[PATCH 0/5] target/arm: Support variable sized coprocessor registers

Gavin Shan posted 5 patches 2 years, 1 month ago
Test checkpatch passed
Patches applied successfully (tree, apply log)
git fetch https://github.com/patchew-project/qemu tags/patchew/20220411065842.63880-1-gshan@redhat.com
Maintainers: Peter Maydell <peter.maydell@linaro.org>, Alexander Graf <agraf@csgraf.de>, Paolo Bonzini <pbonzini@redhat.com>
target/arm/cpu.h     | 12 +++++--
target/arm/helper.c  | 27 +++++++++-----
target/arm/hvf/hvf.c | 20 +++++++++--
target/arm/kvm.c     | 85 ++++++++++++++++++++++++++++++++++++++------
target/arm/machine.c | 30 ++++++++++++----
5 files changed, 145 insertions(+), 29 deletions(-)
[PATCH 0/5] target/arm: Support variable sized coprocessor registers
Posted by Gavin Shan 2 years, 1 month ago
There are two arrays for each CPU, to store the indexes and values of the
coprocessor registers. Currently, 8 bytes fixed storage space is reserved
for each coprocessor register. However, larger coprocessor registers have
been defined and exposed by KVM. Except SVE registers, no coprocessor
register exceeds 8 bytes in size. It doesn't mean large coprocessor registers
won't be exploited in future. For example, I'm looking into SDEI virtualization
support, which isn't merged into Linux upstream yet. I have plan to add
several coprocessor ("firmware pseudo") registers to assist the migration.

This series adds one more array, to track the position or location in the
storage array (@cpreg_values) for the corresponding coprocessor register.
The storage space for one particular coprocessor register is always to
8 bytes so that we needn't worry about the alignment issue. In this way,
the coprocessor register size can be variable.

I had some internal discussion with Eric and Drew. They suggested to
send one mail to qemu-arm@nongnu.org, asking if there is any challenges
to support variable sized coprocessor registers. So another intention
of this series is to invoke the discussion.

PATCH[1-3] adds one more array (@cpreg_value_indexes) to track the location
in the storage array (@cpreg_values) for coprocessor registers. The storage
space for one particular coprocessor register is determined by the additional
array, which is named as indirect addressing mode. Each coprocessor register
is still having 8 bytes fixed storage space, so that thd old mechanism
(direct addressing mode) and indirect address mode can co-exist, event in
migration circumstance.

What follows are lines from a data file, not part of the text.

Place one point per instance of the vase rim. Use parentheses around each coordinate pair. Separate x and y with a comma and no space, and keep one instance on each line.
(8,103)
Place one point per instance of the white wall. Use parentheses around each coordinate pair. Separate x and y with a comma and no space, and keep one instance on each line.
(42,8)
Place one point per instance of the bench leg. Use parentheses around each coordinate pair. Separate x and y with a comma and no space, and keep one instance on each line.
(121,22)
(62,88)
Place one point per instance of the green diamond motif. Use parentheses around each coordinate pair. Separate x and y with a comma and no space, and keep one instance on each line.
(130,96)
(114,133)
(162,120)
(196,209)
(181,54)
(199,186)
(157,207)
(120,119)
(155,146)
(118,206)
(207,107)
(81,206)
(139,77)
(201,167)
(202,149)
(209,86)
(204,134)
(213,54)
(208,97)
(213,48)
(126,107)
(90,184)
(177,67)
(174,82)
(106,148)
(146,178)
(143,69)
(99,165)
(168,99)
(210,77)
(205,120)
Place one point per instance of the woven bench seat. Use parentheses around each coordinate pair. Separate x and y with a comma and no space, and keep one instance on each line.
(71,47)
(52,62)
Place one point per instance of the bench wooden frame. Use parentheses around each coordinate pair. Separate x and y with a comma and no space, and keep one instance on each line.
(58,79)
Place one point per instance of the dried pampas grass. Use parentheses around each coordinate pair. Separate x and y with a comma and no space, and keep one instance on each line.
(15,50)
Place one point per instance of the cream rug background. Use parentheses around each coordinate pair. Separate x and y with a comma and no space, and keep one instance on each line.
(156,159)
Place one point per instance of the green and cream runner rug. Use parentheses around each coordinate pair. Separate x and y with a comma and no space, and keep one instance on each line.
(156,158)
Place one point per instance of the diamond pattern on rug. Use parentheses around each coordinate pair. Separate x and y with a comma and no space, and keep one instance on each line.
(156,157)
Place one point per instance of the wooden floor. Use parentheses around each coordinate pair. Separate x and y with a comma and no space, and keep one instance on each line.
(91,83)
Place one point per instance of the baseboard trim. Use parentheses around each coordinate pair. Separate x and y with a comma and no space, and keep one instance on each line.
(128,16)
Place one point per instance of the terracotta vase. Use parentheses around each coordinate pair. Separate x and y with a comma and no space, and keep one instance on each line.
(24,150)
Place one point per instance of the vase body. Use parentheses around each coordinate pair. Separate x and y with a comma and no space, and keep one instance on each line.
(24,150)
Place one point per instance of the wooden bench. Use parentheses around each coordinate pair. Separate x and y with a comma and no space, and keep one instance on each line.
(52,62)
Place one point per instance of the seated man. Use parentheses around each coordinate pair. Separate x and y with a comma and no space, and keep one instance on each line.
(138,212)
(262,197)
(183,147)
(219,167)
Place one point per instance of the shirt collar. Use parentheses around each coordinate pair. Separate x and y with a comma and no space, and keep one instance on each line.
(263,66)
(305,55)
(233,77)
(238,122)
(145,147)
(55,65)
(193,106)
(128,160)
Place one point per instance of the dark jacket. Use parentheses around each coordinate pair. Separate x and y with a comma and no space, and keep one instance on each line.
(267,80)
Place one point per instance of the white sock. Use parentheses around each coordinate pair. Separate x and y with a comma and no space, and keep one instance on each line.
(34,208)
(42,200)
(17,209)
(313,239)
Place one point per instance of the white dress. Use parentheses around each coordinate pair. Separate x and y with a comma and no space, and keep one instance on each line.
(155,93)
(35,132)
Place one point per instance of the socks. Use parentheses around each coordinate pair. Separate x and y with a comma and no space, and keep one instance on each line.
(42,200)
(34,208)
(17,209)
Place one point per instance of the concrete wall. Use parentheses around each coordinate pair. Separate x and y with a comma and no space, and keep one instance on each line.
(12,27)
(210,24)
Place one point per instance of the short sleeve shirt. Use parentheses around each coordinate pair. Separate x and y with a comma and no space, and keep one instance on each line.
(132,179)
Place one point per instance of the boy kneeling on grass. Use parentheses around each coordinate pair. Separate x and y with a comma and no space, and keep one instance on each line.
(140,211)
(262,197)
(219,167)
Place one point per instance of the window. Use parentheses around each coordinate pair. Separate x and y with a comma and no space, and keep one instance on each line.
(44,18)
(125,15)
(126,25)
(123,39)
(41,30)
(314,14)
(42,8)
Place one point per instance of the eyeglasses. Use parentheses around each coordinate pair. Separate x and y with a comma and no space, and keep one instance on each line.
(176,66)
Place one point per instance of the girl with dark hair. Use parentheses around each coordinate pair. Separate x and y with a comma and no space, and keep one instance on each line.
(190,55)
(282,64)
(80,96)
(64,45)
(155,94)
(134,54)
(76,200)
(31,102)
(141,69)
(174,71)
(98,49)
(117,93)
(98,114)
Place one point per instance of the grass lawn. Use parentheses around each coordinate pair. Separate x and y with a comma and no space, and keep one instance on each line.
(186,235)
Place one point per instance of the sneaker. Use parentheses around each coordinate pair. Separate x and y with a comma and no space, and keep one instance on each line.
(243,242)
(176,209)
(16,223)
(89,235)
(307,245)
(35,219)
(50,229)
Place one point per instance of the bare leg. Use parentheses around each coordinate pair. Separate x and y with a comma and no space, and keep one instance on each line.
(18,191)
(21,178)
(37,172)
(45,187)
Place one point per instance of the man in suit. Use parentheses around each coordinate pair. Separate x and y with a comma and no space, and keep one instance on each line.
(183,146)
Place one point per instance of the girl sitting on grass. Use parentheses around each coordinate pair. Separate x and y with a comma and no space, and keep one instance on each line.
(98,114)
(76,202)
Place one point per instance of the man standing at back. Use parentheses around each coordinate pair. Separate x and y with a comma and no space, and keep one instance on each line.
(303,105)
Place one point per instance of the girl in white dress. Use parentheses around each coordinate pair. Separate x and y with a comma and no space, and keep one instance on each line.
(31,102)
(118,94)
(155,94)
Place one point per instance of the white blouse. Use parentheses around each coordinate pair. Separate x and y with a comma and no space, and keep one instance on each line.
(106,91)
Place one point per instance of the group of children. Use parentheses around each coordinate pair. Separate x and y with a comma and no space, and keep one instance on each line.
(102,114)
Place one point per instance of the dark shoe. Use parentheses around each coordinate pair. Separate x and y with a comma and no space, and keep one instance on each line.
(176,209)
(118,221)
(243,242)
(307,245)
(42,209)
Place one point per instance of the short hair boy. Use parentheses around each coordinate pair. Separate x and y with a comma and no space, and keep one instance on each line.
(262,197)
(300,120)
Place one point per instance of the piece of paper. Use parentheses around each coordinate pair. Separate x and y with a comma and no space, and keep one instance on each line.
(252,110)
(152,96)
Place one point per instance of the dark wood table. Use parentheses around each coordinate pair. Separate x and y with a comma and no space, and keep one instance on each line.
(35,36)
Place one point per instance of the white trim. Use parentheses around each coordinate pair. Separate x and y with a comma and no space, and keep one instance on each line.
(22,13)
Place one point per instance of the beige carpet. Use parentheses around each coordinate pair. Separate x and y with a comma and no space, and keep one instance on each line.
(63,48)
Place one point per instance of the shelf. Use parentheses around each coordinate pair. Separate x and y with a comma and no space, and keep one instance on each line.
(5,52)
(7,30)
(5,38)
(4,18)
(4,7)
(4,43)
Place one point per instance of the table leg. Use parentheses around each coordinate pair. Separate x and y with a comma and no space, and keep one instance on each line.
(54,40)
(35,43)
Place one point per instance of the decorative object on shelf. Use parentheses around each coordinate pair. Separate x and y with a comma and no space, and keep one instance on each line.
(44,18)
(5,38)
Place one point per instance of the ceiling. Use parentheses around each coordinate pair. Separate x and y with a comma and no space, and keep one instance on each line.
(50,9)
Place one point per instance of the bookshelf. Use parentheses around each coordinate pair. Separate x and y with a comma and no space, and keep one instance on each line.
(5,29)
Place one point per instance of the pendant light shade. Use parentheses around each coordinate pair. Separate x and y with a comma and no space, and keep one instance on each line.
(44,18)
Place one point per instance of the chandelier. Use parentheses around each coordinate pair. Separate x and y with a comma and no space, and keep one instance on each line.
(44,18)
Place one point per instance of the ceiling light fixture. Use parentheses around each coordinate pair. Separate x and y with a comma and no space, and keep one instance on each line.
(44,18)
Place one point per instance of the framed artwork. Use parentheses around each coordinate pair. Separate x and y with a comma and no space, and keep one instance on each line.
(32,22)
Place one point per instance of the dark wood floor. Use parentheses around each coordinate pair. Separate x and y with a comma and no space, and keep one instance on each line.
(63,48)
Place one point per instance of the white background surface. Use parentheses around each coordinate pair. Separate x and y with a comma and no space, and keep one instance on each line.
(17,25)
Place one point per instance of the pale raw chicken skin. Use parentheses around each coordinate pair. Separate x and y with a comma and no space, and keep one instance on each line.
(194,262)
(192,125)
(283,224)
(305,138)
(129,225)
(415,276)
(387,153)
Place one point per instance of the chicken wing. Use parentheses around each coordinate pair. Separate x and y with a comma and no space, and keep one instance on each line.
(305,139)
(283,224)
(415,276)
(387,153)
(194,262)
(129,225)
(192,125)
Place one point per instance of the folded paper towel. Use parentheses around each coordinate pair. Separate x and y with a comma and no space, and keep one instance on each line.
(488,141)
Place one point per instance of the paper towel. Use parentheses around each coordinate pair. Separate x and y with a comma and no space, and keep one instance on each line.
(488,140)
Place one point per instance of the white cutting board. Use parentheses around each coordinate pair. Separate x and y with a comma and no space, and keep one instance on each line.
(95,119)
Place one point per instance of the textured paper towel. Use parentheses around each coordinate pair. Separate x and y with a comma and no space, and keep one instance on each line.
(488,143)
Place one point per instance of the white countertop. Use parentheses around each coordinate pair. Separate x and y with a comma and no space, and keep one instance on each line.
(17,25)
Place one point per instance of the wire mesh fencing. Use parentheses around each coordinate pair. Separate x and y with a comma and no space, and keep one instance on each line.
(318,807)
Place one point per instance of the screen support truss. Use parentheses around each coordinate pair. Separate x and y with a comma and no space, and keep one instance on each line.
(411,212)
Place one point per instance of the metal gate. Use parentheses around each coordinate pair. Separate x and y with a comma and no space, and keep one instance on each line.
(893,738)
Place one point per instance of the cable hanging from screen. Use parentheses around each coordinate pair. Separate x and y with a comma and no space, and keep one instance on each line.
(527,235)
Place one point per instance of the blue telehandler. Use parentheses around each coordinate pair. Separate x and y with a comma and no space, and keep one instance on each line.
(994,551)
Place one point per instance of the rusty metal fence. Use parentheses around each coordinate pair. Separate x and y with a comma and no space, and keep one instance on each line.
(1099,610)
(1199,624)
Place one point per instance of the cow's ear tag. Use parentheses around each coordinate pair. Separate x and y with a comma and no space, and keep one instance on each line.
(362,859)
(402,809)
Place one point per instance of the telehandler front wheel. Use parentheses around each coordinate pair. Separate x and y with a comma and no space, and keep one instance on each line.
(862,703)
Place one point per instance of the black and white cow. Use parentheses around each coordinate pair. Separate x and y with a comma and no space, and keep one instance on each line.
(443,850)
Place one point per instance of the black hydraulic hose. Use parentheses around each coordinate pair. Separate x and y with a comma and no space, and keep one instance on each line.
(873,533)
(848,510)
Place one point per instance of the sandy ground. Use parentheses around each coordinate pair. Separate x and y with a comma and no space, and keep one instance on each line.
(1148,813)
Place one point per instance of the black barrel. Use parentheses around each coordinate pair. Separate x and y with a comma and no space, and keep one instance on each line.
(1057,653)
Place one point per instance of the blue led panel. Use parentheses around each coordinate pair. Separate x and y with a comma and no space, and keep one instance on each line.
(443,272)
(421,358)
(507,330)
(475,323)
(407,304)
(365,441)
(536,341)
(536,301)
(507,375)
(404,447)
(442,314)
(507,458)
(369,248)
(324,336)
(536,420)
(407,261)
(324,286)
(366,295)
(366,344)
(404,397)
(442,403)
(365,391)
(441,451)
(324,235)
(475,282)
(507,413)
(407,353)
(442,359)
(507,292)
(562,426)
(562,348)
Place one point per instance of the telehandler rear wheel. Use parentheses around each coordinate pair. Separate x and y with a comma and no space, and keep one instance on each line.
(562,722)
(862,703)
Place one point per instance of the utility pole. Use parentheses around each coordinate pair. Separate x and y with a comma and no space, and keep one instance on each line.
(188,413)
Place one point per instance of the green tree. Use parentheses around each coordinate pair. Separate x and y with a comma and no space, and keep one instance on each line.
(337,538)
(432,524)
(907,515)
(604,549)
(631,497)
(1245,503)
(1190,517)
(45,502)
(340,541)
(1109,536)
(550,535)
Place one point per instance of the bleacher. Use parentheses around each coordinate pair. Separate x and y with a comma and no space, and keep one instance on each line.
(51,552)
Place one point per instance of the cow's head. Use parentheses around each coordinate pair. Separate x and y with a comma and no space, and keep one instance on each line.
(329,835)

PATCH[4] migrates the additional array. PATCH[5]
initializes @cpreg_value_indexes for KVM.

Gavin Shan (5):
  target/arm/tcg: Indirect addressing for coprocessor register storage
  target/arm/hvf: Indirect addressing for coprocessor register storage
  target/arm/kvm: Indirect addressing for coprocessor register storage
  target/arm: Migrate coprocessor register indirect addressing
    information
  target/arm/kvm: Support coprocessor register with variable size

 target/arm/cpu.h     | 12 +++++--
 target/arm/helper.c  | 27 +++++++++-----
 target/arm/hvf/hvf.c | 20 +++++++++--
 target/arm/kvm.c     | 85 ++++++++++++++++++++++++++++++++++++++------
 target/arm/machine.c | 30 ++++++++++++----
 5 files changed, 145 insertions(+), 29 deletions(-)

-- 
2.23.0
Re: [PATCH 0/5] target/arm: Support variable sized coprocessor registers
Posted by Peter Maydell 2 years, 1 month ago
On Mon, 11 Apr 2022 at 07:59, Gavin Shan <gshan@redhat.com> wrote:
>
> There are two arrays for each CPU, to store the indexes and values of the
> coprocessor registers. Currently, 8 bytes fixed storage space is reserved
> for each coprocessor register. However, larger coprocessor registers have
> been defined and exposed by KVM. Except SVE registers, no coprocessor
> register exceeds 8 bytes in size. It doesn't mean large coprocessor registers
> won't be exploited in future. For example, I'm looking into SDEI virtualization
> support, which isn't merged into Linux upstream yet. I have plan to add
> several coprocessor ("firmware pseudo") registers to assist the migration.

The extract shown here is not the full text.